Higher education philanthropy is a field dominated by giants, with names such as Gates, Ford, and Lumina. The Kresge Foundation may not command the name recognition of these players, but the Michigan-based funder is one of the country's most significant foundations supporting higher education projects.
Like those higher-profile funders, Kresge's work emphasizes college access and success—"to and through," as the foundation likes to say. The foundation targets historically underrepresented student populations, such as African-Americans, Hispanics, American Indians, and low-income students in general.
The larger context for this work is the foundation's overall commitment to "helping improve the lives of poor and low-income children and adults and underserved urban and rural communities," as well as its belief "in the intrinsic benefits of diversity."
Kresge sees the issues of opportunity and race as closely linked. Even as a college degree has become more important than ever for achieving economic security, young people of color—who constitute the fastest growing part of the U.S. population—are the least likely to go to college, or to finish. Meanwhile, public investments in higher ed have been declining and tuition costs have been rising.
But Kresge see positive trends in the sector, too, including new technologies for learning, a new push to control the costs of higher ed, and new models for organizing postsecondary education.
Other higher ed funders back similar areas with motivations similar to Kresge's.
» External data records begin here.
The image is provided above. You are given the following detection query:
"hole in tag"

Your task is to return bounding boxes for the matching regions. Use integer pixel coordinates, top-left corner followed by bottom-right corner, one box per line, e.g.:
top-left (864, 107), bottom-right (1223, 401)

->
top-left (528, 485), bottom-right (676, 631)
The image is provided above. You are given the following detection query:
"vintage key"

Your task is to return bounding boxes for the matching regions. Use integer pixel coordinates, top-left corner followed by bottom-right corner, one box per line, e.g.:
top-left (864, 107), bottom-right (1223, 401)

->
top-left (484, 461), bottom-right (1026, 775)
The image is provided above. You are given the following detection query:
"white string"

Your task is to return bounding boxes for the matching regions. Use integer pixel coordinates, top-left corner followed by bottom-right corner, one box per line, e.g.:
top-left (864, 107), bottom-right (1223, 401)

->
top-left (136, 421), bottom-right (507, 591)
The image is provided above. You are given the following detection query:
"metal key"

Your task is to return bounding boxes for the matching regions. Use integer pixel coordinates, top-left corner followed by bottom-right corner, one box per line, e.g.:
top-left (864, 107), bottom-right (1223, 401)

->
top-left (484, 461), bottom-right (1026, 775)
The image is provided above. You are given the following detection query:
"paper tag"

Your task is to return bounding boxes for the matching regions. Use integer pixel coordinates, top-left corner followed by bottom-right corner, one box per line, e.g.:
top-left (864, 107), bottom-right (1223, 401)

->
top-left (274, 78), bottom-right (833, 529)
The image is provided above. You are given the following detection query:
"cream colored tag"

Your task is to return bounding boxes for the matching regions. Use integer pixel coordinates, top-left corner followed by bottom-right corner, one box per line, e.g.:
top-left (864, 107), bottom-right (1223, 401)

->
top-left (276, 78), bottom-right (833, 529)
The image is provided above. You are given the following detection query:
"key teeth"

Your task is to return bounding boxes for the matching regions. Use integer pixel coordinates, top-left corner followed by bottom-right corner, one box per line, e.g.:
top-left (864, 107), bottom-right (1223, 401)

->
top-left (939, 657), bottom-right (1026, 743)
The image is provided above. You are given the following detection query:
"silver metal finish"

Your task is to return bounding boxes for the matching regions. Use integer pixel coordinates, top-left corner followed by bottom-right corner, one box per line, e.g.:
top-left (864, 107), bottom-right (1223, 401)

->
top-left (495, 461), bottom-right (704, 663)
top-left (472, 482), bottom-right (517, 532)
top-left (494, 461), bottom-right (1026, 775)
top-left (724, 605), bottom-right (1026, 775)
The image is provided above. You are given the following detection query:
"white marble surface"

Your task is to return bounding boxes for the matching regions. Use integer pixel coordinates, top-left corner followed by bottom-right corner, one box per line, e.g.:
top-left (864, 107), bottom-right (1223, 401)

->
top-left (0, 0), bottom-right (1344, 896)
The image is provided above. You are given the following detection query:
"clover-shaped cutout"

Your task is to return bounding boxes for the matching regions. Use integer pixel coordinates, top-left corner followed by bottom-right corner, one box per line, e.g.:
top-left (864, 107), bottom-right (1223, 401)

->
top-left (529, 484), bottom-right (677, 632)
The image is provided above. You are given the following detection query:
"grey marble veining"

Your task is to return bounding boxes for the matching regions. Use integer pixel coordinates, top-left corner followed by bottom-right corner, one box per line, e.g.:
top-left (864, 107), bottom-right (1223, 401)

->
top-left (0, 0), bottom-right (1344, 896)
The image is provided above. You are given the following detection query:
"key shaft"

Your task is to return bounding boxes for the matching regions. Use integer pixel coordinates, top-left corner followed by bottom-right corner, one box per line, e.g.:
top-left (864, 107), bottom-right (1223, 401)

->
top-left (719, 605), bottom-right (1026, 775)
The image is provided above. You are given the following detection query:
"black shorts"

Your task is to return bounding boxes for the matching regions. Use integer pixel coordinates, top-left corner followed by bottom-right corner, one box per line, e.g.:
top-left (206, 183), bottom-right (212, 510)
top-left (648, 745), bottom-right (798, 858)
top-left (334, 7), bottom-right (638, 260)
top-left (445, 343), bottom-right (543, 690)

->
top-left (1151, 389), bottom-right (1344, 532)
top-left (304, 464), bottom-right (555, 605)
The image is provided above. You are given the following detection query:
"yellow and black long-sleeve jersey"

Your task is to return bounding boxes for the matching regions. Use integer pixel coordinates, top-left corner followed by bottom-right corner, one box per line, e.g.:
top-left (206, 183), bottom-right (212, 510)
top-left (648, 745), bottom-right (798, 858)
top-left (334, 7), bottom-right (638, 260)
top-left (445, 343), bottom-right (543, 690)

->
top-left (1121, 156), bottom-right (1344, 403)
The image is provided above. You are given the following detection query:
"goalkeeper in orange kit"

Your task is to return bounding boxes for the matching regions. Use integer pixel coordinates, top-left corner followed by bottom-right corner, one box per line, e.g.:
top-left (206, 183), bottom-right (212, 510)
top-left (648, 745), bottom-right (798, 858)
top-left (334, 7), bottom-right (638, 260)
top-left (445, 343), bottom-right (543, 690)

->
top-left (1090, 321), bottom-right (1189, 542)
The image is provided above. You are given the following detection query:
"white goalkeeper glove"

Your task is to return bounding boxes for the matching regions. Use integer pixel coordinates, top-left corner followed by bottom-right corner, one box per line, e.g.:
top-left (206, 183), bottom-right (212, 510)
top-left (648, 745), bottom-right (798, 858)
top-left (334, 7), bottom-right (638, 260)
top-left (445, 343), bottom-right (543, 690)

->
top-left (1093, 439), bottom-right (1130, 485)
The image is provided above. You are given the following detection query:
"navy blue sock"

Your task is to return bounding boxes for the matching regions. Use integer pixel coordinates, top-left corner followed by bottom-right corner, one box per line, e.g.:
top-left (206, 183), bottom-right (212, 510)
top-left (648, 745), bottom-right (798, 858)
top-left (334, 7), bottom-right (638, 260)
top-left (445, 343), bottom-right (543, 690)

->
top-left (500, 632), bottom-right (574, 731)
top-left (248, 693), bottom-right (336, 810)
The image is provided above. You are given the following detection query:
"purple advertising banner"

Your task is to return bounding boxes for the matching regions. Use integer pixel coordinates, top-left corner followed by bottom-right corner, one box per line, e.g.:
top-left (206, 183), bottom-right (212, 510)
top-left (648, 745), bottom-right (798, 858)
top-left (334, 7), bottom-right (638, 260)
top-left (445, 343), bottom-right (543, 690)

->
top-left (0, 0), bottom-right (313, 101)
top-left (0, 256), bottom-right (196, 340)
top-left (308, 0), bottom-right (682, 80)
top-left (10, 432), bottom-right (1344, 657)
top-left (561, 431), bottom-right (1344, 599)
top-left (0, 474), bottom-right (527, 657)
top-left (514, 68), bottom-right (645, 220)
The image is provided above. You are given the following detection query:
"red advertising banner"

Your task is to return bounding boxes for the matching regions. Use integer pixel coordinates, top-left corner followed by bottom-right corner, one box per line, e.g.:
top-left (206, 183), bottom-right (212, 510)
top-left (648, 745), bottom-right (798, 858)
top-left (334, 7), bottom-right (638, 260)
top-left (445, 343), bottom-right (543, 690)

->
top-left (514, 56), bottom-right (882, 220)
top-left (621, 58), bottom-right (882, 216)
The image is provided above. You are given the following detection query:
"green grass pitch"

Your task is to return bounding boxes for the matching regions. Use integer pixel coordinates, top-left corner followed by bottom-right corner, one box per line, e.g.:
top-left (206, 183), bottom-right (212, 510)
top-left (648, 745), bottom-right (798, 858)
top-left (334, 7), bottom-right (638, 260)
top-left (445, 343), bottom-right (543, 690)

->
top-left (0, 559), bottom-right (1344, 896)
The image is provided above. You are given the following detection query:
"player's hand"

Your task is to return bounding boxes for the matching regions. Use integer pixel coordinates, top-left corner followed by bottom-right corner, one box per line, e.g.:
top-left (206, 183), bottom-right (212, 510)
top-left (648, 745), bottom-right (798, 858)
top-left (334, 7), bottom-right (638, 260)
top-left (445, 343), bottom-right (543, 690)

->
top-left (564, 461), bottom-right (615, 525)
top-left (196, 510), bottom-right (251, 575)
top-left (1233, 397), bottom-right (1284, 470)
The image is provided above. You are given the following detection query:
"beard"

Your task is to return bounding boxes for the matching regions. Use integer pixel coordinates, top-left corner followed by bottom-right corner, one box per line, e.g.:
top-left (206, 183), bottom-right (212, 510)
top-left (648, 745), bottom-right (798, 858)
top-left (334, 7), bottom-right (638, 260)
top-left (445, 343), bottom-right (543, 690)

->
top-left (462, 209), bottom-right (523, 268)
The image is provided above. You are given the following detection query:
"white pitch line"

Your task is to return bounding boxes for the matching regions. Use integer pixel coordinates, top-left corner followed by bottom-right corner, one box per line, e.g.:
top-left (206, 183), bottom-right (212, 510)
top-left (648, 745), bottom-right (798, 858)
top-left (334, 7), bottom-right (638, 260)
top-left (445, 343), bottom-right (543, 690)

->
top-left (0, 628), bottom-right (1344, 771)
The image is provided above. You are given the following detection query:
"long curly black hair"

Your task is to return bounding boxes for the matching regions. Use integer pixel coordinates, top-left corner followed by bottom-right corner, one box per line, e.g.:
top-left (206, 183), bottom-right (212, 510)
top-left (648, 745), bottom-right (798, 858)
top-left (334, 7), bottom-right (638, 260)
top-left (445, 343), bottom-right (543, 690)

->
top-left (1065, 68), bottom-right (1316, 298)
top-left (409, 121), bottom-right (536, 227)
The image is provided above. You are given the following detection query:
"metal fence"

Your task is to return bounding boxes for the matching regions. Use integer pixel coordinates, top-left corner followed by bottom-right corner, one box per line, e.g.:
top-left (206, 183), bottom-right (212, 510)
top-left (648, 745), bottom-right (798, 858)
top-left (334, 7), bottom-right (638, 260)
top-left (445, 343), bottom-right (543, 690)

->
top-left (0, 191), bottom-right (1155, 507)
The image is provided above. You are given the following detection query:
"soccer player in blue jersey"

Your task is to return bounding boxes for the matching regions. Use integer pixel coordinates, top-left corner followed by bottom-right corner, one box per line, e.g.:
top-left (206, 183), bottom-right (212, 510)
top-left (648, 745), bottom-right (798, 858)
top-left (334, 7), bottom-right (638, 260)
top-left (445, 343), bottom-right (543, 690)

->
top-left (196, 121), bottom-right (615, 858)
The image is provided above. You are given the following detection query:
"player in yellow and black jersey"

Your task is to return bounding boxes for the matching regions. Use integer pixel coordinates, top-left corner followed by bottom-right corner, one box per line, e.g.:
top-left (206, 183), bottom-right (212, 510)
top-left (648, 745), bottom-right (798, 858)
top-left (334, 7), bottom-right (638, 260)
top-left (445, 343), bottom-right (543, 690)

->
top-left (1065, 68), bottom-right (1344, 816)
What makes Kresge stand out is a strategic approach that not only strives to prepare underrepresented students for success, but also bolsters the capacity of the institutions and networks that serve them.
Kresge streamlined its education program in 2012 to emphasize two major U.S. initiatives: Pathways To and Through College, and Strengthening Institutions.
The Pathways initiative strives to ensure that more low-income and underrepresented students have access to a college education, plus the skills and support to improve their chances of success, culminating in two- and four-year degrees.
The complementary program, Strengthening Institutions, is intended to help community colleges, HBCUs, and other schools that serve Kresge's target student populations deliver quality higher education at a lower cost. (A third Kresge program targets higher education in South Africa.)
Recent grant recipients under Kresge's Pathways program include the Asian and Pacific Islander American Scholarship Fund, which provides academic, financial, and personal support to Asian-American and Pacific Islander students, and the Yes We Must Coalition, an alliance that seeks to increase degree attainment by historically underrepresented students at small independent colleges.
More recently, Kresge gave over $1 million to provide mentoring, college counseling, and financial aid to Los Angeles County youths.
Schools and organizations receiving grants under the Strengthening Institutions program include Community College of Baltimore County, the New Jersey Council of County Colleges, and Connecticut State Colleges and Universities.
Historically black colleges and universities are a favorite cause for the Kresge Foundation. In the past, Kresge has funded Morehouse and Spellman colleges in Atlanta, but generally it steers clear of supporting programs at individual institutions and instead funds broader organizations and networks, like the Southern Education Foundation and the United Negro College Fund. Networks and groups that focus on community colleges should also keep Kresge's number handy. In the past, the funder has supported the American Association of Community Colleges and the Foundation for California Community Colleges.
Recently, Kresge joined forces with Gates, Lumina, and other funders to support the University Innovation Alliance (UIA), a coalition of nearly a dozen major state universities looking to develop a playbook of successful practices for increasing degree completion among low-income and underrepresented students.
This step underscores another notable point about Kresge: It believes strongly in collaborative efforts to tackle the challenge of getting low-income Americans to and through college. The foundation has made recent investments in other national initiatives beyond the UIA, such as Achieving the Dream, which works to help increase the success of community college students of color, and the Gateway to College National Network, which includes dozens of schools that help homeless and other hard-to-serve students get a high school degree and earn college credits.
Again, a key point to bear in mind with Kresge is that its higher-ed funding tends to bypass individual schools in favor of funding work that that has "broad, meaningful impact beyond the boundaries of any one campus." The foundation also says that it rarely funds organizations with budgets under $1 million, so this isn't the place that's likely to back your cool startup.
Last point about this funder: Kresge is super-clear about its grantmaking process and stands as a quite accessible funder.